Jakarta | rakyatmedan – Berdasarkan hasil analisis Badan Meteorologi Jepang (JMA) pada Minggu (13/10/2019), badai Hagibis sudah bergerak meninggalkan daratan Jepang ke arah Timur Laut menuju Samudera Pasifik Barat bagian Utara.

Walaupun masih dalam skala kuat, namun intensitas Badai Hagibis mulai menurun. Saat ini kecepatan angin di pusat badai 60 knots sedangkan 12 jam sebelumnya adalah 75 knots.
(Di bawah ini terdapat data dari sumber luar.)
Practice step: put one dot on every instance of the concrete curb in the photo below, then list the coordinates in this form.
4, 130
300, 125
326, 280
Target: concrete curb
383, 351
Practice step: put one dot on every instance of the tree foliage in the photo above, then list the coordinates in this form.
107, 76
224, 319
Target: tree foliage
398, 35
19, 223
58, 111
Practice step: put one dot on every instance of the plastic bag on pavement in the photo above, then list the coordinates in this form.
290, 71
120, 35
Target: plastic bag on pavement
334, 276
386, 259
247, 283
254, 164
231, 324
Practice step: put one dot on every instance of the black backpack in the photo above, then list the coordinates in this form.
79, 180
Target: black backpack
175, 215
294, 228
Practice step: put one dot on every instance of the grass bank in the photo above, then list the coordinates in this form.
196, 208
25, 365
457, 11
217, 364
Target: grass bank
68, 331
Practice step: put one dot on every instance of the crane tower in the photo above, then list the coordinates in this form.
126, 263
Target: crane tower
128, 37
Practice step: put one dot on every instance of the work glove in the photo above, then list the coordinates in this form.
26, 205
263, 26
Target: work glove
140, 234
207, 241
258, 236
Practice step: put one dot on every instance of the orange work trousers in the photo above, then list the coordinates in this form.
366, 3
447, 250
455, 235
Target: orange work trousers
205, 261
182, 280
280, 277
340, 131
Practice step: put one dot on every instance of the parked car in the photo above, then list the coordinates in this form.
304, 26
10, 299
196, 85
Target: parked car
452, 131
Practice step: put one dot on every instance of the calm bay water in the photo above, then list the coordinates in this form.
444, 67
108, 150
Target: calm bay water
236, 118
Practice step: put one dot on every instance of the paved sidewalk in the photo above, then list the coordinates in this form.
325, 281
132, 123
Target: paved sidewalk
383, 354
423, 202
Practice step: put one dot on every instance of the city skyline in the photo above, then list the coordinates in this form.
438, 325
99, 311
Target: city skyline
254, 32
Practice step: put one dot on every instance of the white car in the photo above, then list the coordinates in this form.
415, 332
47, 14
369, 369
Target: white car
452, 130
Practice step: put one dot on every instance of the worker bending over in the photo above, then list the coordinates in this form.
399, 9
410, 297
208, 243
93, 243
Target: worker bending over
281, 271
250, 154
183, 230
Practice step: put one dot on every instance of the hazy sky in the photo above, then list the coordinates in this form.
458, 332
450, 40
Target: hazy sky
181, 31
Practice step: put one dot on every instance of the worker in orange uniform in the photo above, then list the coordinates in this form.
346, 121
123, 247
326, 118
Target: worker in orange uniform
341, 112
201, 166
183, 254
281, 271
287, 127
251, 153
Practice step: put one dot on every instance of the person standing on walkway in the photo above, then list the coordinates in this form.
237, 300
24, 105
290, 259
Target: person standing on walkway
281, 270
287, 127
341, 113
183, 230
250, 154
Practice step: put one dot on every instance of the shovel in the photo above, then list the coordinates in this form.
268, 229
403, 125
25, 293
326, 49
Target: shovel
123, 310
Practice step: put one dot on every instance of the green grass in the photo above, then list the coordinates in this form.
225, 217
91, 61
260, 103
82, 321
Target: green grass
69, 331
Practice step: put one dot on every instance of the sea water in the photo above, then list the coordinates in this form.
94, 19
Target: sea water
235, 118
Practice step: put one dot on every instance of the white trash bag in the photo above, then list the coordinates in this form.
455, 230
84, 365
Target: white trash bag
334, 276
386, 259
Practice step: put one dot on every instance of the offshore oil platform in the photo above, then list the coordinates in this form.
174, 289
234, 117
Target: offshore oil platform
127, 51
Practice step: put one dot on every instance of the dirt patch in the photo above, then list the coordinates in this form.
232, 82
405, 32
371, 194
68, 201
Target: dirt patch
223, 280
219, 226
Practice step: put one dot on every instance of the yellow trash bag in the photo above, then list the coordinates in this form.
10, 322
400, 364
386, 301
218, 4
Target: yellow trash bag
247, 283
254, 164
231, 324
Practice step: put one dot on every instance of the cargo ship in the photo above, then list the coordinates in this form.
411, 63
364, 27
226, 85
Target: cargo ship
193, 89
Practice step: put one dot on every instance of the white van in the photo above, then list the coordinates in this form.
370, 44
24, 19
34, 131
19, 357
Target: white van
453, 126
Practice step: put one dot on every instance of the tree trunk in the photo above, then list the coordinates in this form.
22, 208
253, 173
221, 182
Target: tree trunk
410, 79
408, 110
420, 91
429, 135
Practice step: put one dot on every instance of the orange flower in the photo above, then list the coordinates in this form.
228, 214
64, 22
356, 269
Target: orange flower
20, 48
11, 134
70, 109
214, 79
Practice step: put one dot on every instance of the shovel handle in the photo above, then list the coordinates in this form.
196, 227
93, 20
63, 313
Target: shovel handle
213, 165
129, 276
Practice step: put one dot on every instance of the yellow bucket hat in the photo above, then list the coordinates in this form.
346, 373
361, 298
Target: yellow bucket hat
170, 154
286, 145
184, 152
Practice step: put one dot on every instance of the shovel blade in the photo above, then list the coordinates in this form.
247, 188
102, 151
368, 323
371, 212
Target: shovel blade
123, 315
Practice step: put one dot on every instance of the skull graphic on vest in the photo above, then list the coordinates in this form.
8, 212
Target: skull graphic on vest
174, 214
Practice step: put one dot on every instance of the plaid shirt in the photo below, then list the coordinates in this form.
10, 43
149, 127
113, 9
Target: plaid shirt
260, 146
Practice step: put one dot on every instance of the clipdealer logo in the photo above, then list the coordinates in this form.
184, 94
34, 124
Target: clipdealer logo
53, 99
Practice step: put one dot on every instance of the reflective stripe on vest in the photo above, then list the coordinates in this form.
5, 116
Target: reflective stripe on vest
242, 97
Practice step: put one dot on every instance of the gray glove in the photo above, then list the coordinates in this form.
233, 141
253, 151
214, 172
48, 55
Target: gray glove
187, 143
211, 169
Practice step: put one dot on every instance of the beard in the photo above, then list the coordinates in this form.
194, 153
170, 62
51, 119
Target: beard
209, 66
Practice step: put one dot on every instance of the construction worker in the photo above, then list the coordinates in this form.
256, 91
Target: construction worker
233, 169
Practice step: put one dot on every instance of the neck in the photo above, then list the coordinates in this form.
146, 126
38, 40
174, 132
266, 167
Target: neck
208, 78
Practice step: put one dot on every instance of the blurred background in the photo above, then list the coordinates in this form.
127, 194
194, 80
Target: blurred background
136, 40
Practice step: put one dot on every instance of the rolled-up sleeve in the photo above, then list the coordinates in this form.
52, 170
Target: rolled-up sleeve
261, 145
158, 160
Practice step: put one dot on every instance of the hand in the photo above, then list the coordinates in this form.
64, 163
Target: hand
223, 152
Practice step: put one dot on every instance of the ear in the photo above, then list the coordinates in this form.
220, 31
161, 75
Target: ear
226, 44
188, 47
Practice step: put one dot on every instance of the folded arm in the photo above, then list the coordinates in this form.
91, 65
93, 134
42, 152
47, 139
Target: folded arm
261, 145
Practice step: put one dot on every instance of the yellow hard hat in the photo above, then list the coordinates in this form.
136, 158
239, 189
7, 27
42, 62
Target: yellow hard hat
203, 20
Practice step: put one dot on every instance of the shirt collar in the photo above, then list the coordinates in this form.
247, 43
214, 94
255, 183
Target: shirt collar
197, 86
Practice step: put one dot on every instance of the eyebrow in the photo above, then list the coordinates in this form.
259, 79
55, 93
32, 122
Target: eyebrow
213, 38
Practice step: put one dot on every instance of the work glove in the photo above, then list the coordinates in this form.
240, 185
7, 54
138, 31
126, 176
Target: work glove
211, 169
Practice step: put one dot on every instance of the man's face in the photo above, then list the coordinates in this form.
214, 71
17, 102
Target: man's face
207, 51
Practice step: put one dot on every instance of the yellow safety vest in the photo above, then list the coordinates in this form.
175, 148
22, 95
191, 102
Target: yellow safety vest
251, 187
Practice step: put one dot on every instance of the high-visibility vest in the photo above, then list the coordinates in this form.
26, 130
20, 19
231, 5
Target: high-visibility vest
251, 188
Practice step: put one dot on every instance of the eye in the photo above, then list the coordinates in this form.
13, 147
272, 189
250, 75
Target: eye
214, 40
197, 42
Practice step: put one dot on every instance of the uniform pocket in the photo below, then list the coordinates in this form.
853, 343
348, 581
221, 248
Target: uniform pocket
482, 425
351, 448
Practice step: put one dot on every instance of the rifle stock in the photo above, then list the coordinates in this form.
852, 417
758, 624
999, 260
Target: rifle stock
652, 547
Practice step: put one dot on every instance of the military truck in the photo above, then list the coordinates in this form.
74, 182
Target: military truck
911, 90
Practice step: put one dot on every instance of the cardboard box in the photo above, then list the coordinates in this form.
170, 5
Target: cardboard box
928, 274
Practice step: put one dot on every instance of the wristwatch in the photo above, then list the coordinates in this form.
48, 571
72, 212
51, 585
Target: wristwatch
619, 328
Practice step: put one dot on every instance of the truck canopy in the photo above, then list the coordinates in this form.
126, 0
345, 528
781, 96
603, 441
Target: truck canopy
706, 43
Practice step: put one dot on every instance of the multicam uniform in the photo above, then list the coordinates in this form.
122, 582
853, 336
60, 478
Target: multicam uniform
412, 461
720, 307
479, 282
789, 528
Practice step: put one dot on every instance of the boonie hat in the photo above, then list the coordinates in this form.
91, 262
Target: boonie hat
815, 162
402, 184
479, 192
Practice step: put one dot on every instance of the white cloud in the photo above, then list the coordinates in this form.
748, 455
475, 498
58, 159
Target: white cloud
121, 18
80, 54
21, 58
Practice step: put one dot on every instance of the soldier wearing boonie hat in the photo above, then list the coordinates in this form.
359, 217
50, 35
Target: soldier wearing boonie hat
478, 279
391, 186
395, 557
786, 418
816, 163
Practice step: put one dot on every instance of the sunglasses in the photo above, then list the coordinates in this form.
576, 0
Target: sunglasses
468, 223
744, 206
Dalam 24 jam kedepan JMA memprakirakan Badai Hagibis akan menurun intensitasnya.

Deputi Bidang Metereologi Badan Metereologi, Klimatoogi, dan Geofisika (BMK) Mulyono Rahardo Prabowo mengemukakan, posisi Badai Hagibis makin jauh dari wilayah Indonesia dan tidak memberikan dampak terhadap kondisi cuaca dan gelombang laut di Indonesia.

“Adapun potensi hujan dengan intensitas sedang-lebat yang terjadi di beberapa wilayah Indonesia lebih dipengaruhi oleh adanya daerah tekanan udara rendah di wilayah Indonesia bagian utara yang membentuk daerah pertemuan angin yang memanjang dari Semenanjung Malaysia hingga Laut Sulawesi,” jelas Mulyono dalam siara persnya, Minggu (13/10).